Copying large number of files from one directory to another in Linux

14

4

I have a directory containing around 280,000 files. I want to move them to another directory.

If I use cp or mv then I get an error 'argument list too long'.

If I write a script like

for file in ls *; do
   cp {source} to {destination} 
done

then, because of the ls command, its performance degrades.

How can I do this?

Ritesh Sharma

Posted 2010-02-10T14:10:26.597

Reputation:

1What is the total size of all files? Maybe first tar these files? – None – 2010-02-10T14:16:02.843

See this question.

– Nick Presta – 2010-02-10T14:20:52.670

Answers

20

Use rsync:

$ rsync -a {source}/ {destination}/

e.g.

$ rsync -a /some/path/to/src/ /other/path/to/dest/

(note the trailing /s)


Note: if it's a lengthy operation and you want to see some indication of progress during copying you can either add the -v (verbose) option, which then lists every file being copied, or consider using the --progress option, for more succinct progress output.

Paul R

Posted 2010-02-10T14:10:26.597

Reputation: 4 717

bash: /usr/bin/rsync: Argument list too long

Sorry Paul!!!!! – None – 2010-02-10T15:13:13.770

@Ritesh -- I'm guessing you specified some files or * as part of {source} - it should just be a directory, e.g. rsync -a /some/path/src/ /other/path/to/ -- note the trailing /s. – None – 2010-02-10T15:38:03.120

Yes Paul. I gave the path of the directory. but it didn't work! – None – 2010-02-11T04:08:28.463

@Ritesh - that doesn't seem possible - can you copy and paste the actual rsync command and resulting error message(s) from your terminal ? – Paul R – 2010-02-12T08:41:10.220

rsync will sometimes report "Argument list too long" when the actual problem is too little free space on the destination drive. – jk7 – 2018-08-17T23:51:05.773

10

I am missing two twings in the answers here, so I am adding yet another one.

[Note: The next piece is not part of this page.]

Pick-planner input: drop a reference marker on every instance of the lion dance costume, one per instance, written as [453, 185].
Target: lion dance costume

Though this reminds me of adding yet another standard answer...

enter image description here

There are two problems here:

I have a directory containing around 280,000 files.

Most tools do not scale all that well with this number of files. Not just most Linux tools or windows tools, but quite a lot of programs. And that might include your filesystem. The long term solution would be 'well, do not do that then'. If you have different files, but them in different directories. If not expect to keep running into problems in the future.

Having said that, lets move to your actual problem:

If I use cp or mv then I get an error 'argument list too long'

This is caused by expansion of * by the shell. The shell has limited space for the result and it runs out. This means any command with an * expanded by the shell will run into the same problem. You will either need to expand fewer options at the same time, or use a different command.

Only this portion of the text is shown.